However, when I made a simple "debugging" change to null_terminate.
I saw this (bad) case:
null_terminate: s=pattmp.5, len=8
null_terminate: i=528
In a "good" case, I expect that i would be len-1. It
certainly is not in this case.
The debugging change I made to null_terminate was this:
int i = 0;
printf("null_terminate: s=%s, len=%d\n", s, strlen(s));
while (*s != ' ')
{ s++; i++; }
printf("null_terminate: i=%d\n", i);
In the (bad) case of pattmp.5, it looks like the string does
NOT have a trailing space and the null_terminate function will
add the NULL termination to some unknown location. It may
sometimes work, but it looks like a source code bug to me.
Let me know if this helps.
I have have found a solution for the performance problem. Patgen runs
now in 10 minutes on a 600MHz Digital UNIX system. On our four year old
OSF/Alpha system (32 MBytes memory) it still takes 33 minutes. My
simple Pentium II based Linux system (64 MBytes) outperforms these
alpha's with 8 minutes and 30 seconds. For a detailed description of
the problem and the solution see my HTML page
http://euridice.tue.nl/~ptutelae/TeX/patgen
Hope the solution will find its way in the web2c sources of patgen.

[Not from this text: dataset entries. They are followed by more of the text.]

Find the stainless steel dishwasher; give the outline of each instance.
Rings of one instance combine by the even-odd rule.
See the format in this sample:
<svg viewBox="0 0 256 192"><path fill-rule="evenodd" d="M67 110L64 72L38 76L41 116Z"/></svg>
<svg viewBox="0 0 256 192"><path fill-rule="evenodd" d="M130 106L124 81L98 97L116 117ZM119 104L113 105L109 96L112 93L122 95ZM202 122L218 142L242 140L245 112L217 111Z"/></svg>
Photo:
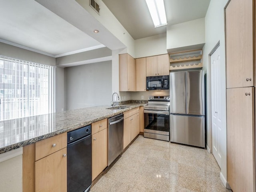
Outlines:
<svg viewBox="0 0 256 192"><path fill-rule="evenodd" d="M68 192L88 192L92 184L92 129L68 132Z"/></svg>
<svg viewBox="0 0 256 192"><path fill-rule="evenodd" d="M108 119L108 166L123 151L124 141L124 114Z"/></svg>

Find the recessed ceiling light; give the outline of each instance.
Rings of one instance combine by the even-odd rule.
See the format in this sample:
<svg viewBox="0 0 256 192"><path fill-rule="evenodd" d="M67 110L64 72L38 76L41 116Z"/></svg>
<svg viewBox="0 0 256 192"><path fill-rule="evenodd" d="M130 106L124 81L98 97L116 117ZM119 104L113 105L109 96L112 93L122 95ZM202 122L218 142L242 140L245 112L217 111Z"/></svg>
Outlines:
<svg viewBox="0 0 256 192"><path fill-rule="evenodd" d="M155 28L167 24L164 0L146 0Z"/></svg>

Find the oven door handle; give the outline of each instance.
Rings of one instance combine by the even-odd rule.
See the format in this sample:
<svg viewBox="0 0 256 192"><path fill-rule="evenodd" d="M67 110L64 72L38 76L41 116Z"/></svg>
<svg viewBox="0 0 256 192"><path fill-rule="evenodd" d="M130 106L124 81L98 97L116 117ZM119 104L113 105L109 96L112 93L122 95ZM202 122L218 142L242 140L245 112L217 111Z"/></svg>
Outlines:
<svg viewBox="0 0 256 192"><path fill-rule="evenodd" d="M144 110L144 113L152 113L153 114L163 114L169 115L169 111L155 111L154 110Z"/></svg>

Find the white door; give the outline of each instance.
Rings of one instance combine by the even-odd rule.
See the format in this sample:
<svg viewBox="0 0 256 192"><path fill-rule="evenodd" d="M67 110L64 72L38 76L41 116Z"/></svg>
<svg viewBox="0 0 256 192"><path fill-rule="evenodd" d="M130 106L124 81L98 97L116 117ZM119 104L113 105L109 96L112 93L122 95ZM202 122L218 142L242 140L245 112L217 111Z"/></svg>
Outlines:
<svg viewBox="0 0 256 192"><path fill-rule="evenodd" d="M221 153L220 151L220 145L222 132L222 115L220 59L219 46L211 55L211 86L212 154L219 166L221 167Z"/></svg>

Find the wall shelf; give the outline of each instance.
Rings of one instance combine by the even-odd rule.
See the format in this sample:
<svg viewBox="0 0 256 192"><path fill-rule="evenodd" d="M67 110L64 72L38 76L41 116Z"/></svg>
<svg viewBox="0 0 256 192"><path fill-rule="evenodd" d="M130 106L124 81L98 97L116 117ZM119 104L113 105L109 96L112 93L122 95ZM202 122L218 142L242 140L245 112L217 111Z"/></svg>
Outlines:
<svg viewBox="0 0 256 192"><path fill-rule="evenodd" d="M188 69L192 68L202 68L203 65L202 63L194 63L192 64L176 64L171 65L170 66L170 70L180 70L182 69Z"/></svg>
<svg viewBox="0 0 256 192"><path fill-rule="evenodd" d="M170 70L202 68L202 52L200 49L170 54Z"/></svg>
<svg viewBox="0 0 256 192"><path fill-rule="evenodd" d="M184 58L170 58L170 63L178 63L184 62L184 61L200 61L202 59L202 55L198 56L188 56L187 58L186 56Z"/></svg>

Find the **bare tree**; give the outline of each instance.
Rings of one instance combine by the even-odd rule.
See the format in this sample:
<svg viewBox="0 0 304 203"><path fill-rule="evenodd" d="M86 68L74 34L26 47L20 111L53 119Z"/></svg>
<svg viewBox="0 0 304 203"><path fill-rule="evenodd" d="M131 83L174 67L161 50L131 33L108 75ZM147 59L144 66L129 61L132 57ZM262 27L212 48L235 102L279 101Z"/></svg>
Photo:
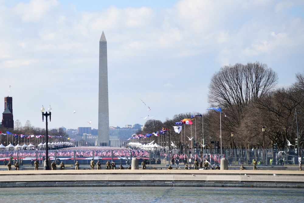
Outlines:
<svg viewBox="0 0 304 203"><path fill-rule="evenodd" d="M16 120L14 124L14 130L18 131L22 130L23 128L22 124L20 121L18 120Z"/></svg>

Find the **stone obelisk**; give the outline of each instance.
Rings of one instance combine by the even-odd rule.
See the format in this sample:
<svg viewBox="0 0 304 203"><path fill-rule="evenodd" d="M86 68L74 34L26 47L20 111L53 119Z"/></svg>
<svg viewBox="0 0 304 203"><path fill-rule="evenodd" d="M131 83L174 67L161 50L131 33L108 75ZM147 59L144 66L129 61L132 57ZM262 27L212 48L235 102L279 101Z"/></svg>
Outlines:
<svg viewBox="0 0 304 203"><path fill-rule="evenodd" d="M108 89L107 40L102 33L99 42L99 94L98 96L98 146L109 146L109 98Z"/></svg>

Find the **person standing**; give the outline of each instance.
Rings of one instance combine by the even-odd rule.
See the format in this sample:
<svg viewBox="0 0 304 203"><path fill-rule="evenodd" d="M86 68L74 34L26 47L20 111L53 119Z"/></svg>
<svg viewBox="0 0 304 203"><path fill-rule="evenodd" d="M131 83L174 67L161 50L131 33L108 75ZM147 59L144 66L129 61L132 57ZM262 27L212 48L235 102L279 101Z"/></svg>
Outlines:
<svg viewBox="0 0 304 203"><path fill-rule="evenodd" d="M39 167L39 162L37 159L34 162L34 164L35 165L35 170L38 170L38 167Z"/></svg>
<svg viewBox="0 0 304 203"><path fill-rule="evenodd" d="M94 163L94 160L93 159L90 162L90 166L91 167L91 170L94 170L94 167L95 166L95 164Z"/></svg>
<svg viewBox="0 0 304 203"><path fill-rule="evenodd" d="M78 161L77 161L75 163L75 170L78 170L79 169L79 163Z"/></svg>
<svg viewBox="0 0 304 203"><path fill-rule="evenodd" d="M19 164L17 162L15 163L15 170L19 170Z"/></svg>
<svg viewBox="0 0 304 203"><path fill-rule="evenodd" d="M61 162L61 163L59 164L59 166L60 167L60 170L63 170L64 168L64 167L65 167L64 164L63 163L63 161Z"/></svg>
<svg viewBox="0 0 304 203"><path fill-rule="evenodd" d="M105 166L106 166L106 169L110 169L110 162L108 160L108 162L105 163Z"/></svg>
<svg viewBox="0 0 304 203"><path fill-rule="evenodd" d="M252 164L253 164L253 170L257 170L257 161L254 159L252 160Z"/></svg>
<svg viewBox="0 0 304 203"><path fill-rule="evenodd" d="M100 162L99 162L99 160L97 161L96 165L97 165L97 170L99 170L101 168L101 164L100 164Z"/></svg>
<svg viewBox="0 0 304 203"><path fill-rule="evenodd" d="M143 159L143 162L141 163L141 168L143 170L144 170L146 169L146 162L145 161L145 160Z"/></svg>
<svg viewBox="0 0 304 203"><path fill-rule="evenodd" d="M11 170L12 169L12 164L11 164L11 162L9 162L9 163L6 165L7 166L8 170Z"/></svg>

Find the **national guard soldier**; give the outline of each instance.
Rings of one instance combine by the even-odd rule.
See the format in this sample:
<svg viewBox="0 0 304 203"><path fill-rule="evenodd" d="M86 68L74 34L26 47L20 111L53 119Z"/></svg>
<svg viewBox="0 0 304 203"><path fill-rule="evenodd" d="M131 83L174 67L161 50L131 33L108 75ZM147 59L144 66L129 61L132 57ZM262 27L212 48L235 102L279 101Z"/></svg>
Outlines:
<svg viewBox="0 0 304 203"><path fill-rule="evenodd" d="M108 162L105 163L105 166L106 166L106 168L107 169L110 169L110 162L108 160Z"/></svg>
<svg viewBox="0 0 304 203"><path fill-rule="evenodd" d="M111 169L112 170L115 170L116 167L116 165L115 164L115 162L114 161L111 162Z"/></svg>
<svg viewBox="0 0 304 203"><path fill-rule="evenodd" d="M78 161L77 161L75 163L75 170L78 170L79 169L79 163L78 163Z"/></svg>
<svg viewBox="0 0 304 203"><path fill-rule="evenodd" d="M11 162L9 162L9 163L6 165L7 166L8 170L11 170L12 169L12 164L11 164Z"/></svg>
<svg viewBox="0 0 304 203"><path fill-rule="evenodd" d="M143 159L141 163L141 168L144 170L146 169L146 162L145 161L145 159Z"/></svg>
<svg viewBox="0 0 304 203"><path fill-rule="evenodd" d="M94 170L94 166L95 166L95 164L94 163L94 160L92 159L92 160L90 162L90 166L91 167L91 170Z"/></svg>
<svg viewBox="0 0 304 203"><path fill-rule="evenodd" d="M57 166L56 166L56 164L54 161L52 163L52 164L51 164L51 167L52 167L52 170L56 170L56 168Z"/></svg>
<svg viewBox="0 0 304 203"><path fill-rule="evenodd" d="M63 163L63 161L61 162L61 163L59 164L59 166L60 166L60 170L62 170L64 168L64 164Z"/></svg>
<svg viewBox="0 0 304 203"><path fill-rule="evenodd" d="M257 170L257 161L255 159L254 159L252 160L252 164L253 164L253 170Z"/></svg>
<svg viewBox="0 0 304 203"><path fill-rule="evenodd" d="M122 170L123 169L123 165L120 164L120 166L119 167L119 168L118 168L118 169L119 170Z"/></svg>
<svg viewBox="0 0 304 203"><path fill-rule="evenodd" d="M35 165L35 170L38 170L38 167L39 167L39 162L37 161L37 159L34 162L34 164Z"/></svg>
<svg viewBox="0 0 304 203"><path fill-rule="evenodd" d="M96 163L96 165L97 165L97 170L99 170L101 168L101 164L100 164L100 162L99 162L99 160L97 161L97 163Z"/></svg>
<svg viewBox="0 0 304 203"><path fill-rule="evenodd" d="M19 170L19 163L18 163L18 162L17 162L15 163L15 170Z"/></svg>
<svg viewBox="0 0 304 203"><path fill-rule="evenodd" d="M197 170L199 169L199 162L197 161L197 159L195 159L195 161L194 161L194 162L193 163L193 165L194 165L195 169Z"/></svg>

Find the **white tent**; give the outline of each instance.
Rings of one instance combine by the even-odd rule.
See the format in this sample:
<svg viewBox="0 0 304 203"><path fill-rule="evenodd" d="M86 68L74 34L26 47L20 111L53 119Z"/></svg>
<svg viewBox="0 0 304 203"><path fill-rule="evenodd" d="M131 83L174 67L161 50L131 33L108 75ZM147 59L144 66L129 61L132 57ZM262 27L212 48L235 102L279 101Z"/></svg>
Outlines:
<svg viewBox="0 0 304 203"><path fill-rule="evenodd" d="M6 150L6 147L2 144L0 145L0 151L4 151Z"/></svg>
<svg viewBox="0 0 304 203"><path fill-rule="evenodd" d="M15 146L15 149L16 149L16 150L21 150L23 149L23 147L22 147L22 146L19 144Z"/></svg>
<svg viewBox="0 0 304 203"><path fill-rule="evenodd" d="M35 145L33 145L31 143L30 143L30 144L29 144L29 145L28 147L29 147L29 149L30 150L31 149L33 149L33 147L34 148L35 148Z"/></svg>

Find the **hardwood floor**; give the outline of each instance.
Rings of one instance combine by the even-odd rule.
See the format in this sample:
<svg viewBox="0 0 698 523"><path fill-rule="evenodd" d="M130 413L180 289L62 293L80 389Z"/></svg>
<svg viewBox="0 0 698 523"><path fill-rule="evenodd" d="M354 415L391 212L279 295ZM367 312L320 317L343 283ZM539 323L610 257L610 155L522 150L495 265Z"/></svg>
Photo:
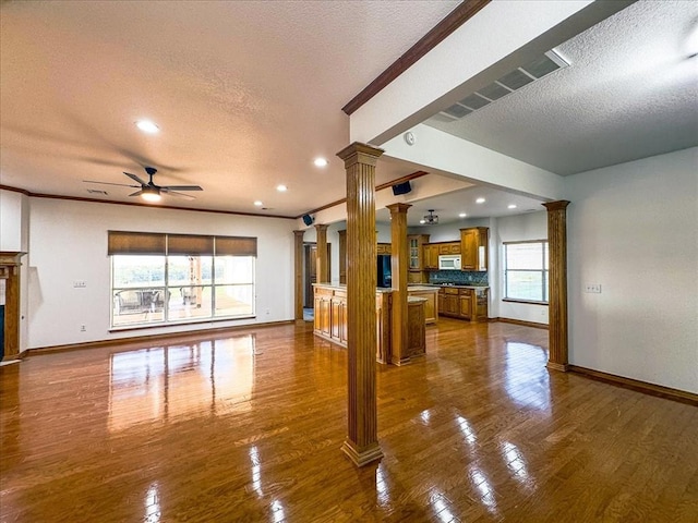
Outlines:
<svg viewBox="0 0 698 523"><path fill-rule="evenodd" d="M27 357L0 367L0 521L698 521L698 409L549 372L546 336L429 327L380 368L360 470L311 324Z"/></svg>

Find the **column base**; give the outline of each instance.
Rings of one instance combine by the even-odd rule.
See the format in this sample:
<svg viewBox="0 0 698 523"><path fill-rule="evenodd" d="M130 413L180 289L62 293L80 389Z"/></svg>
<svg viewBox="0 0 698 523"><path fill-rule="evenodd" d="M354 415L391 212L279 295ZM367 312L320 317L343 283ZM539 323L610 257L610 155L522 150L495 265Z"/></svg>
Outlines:
<svg viewBox="0 0 698 523"><path fill-rule="evenodd" d="M404 358L401 358L401 360L398 360L397 357L394 357L394 358L390 361L390 363L392 363L393 365L396 365L396 366L400 367L400 366L402 366L402 365L407 365L407 364L411 363L411 361L412 361L412 360L411 360L409 356L408 356L408 357L404 357Z"/></svg>
<svg viewBox="0 0 698 523"><path fill-rule="evenodd" d="M569 365L566 363L547 362L545 366L553 370L559 370L561 373L566 373L569 369Z"/></svg>
<svg viewBox="0 0 698 523"><path fill-rule="evenodd" d="M341 450L357 466L364 466L383 458L383 451L381 450L377 441L371 443L365 449L359 450L353 441L346 439L341 446Z"/></svg>

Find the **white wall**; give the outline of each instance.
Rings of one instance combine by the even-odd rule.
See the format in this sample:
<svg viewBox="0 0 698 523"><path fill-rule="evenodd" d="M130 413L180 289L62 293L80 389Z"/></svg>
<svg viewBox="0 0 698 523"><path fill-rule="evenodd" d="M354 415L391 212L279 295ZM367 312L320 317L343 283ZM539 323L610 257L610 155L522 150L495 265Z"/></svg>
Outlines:
<svg viewBox="0 0 698 523"><path fill-rule="evenodd" d="M527 215L507 216L496 219L496 228L490 230L490 241L495 244L497 259L503 259L504 242L521 242L526 240L547 239L547 212L531 212ZM495 236L494 239L492 236ZM495 240L492 242L492 240ZM492 248L490 248L492 254ZM492 266L492 264L490 264ZM533 305L528 303L504 302L504 266L497 264L496 272L492 267L496 285L492 285L491 300L496 302L498 316L501 318L519 319L521 321L533 321L537 324L547 324L547 305ZM491 278L492 280L492 278Z"/></svg>
<svg viewBox="0 0 698 523"><path fill-rule="evenodd" d="M698 392L698 148L567 187L570 363Z"/></svg>
<svg viewBox="0 0 698 523"><path fill-rule="evenodd" d="M22 251L23 199L22 193L0 190L0 251Z"/></svg>
<svg viewBox="0 0 698 523"><path fill-rule="evenodd" d="M0 190L0 251L26 253L29 245L29 197L15 191ZM20 258L20 352L28 337L28 262ZM4 299L4 293L3 293ZM4 303L3 303L4 304Z"/></svg>
<svg viewBox="0 0 698 523"><path fill-rule="evenodd" d="M29 200L29 349L293 319L293 220ZM256 236L257 317L109 332L108 230ZM87 287L74 289L75 280ZM85 332L80 331L82 324Z"/></svg>

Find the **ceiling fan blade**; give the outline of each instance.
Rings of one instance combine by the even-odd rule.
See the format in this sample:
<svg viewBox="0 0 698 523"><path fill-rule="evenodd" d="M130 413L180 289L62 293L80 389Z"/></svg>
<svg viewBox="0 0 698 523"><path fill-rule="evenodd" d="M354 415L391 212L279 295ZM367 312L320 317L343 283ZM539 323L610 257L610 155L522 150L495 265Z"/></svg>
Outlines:
<svg viewBox="0 0 698 523"><path fill-rule="evenodd" d="M124 172L124 174L127 177L129 177L131 180L133 180L134 182L139 182L141 185L147 185L147 182L144 182L143 180L141 180L139 177L136 177L135 174L131 174L130 172Z"/></svg>
<svg viewBox="0 0 698 523"><path fill-rule="evenodd" d="M174 191L165 191L163 187L160 187L160 191L163 191L163 193L165 193L167 195L170 195L170 196L179 196L179 197L186 198L186 199L196 199L191 194L176 193Z"/></svg>
<svg viewBox="0 0 698 523"><path fill-rule="evenodd" d="M203 191L198 185L165 185L160 188L164 191Z"/></svg>
<svg viewBox="0 0 698 523"><path fill-rule="evenodd" d="M97 182L96 180L83 180L85 183L98 183L100 185L120 185L122 187L140 187L141 185L129 185L128 183L109 183L109 182Z"/></svg>

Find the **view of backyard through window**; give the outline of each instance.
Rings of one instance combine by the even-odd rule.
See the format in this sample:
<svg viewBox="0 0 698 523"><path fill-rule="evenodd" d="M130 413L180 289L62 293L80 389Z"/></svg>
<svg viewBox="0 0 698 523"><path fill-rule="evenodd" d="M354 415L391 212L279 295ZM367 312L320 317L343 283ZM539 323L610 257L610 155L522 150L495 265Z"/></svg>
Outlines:
<svg viewBox="0 0 698 523"><path fill-rule="evenodd" d="M504 244L505 300L547 303L547 242Z"/></svg>
<svg viewBox="0 0 698 523"><path fill-rule="evenodd" d="M111 326L254 315L254 256L111 256Z"/></svg>

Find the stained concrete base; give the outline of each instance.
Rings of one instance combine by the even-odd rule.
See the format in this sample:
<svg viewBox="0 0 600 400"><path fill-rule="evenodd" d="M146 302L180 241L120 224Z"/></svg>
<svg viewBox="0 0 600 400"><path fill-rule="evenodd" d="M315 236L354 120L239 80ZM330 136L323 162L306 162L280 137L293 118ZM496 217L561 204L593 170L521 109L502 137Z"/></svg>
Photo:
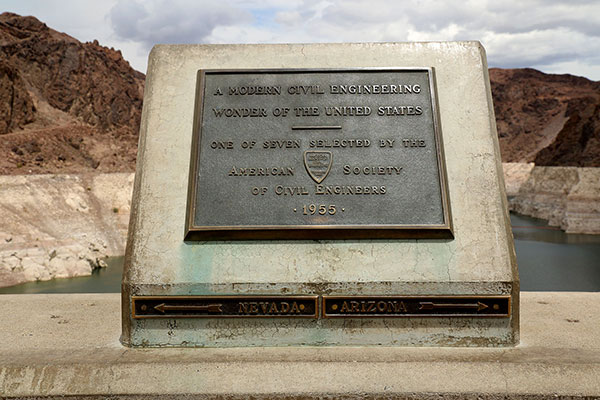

> alpha's with 8 minutes and 30 seconds. For a detailed description of
> the problem and the solution see my HTML page
> http://euridice.tue.nl/~ptutelae/TeX/patgen
No mention of a bad null_terminate routine?
Donald Arseneau as...@triumf.ca
>Piet Tutelaers <P.T.H.T...@tue.nl> writes:
>> alpha's with 8 minutes and 30 seconds. For a detailed description of
>> the problem and the solution see my HTML page
>> http://euridice.tue.nl/~ptutelae/TeX/patgen
>No mention of a bad null_terminate routine?
I had some discussion with Jeff Sullivan about this problem. The
problem did occur after patgen was finished with the patterns and wants
to write the resulting pattmp.N file (N depends on the wanted
hyphenation level). For some strange reason patgen, only on a Digital
UNIX system, expects a space after the filename "pattmp.N". We could
solve this easily in the patgen2.c version but the bad performance
still was there. When I switched over to the patgen sources from the
latest TeXlive CD I did not see the null_terminate problem anymore.
That is the reason why I forgot about it.
>Donald Arseneau as...@triumf.ca
--Piet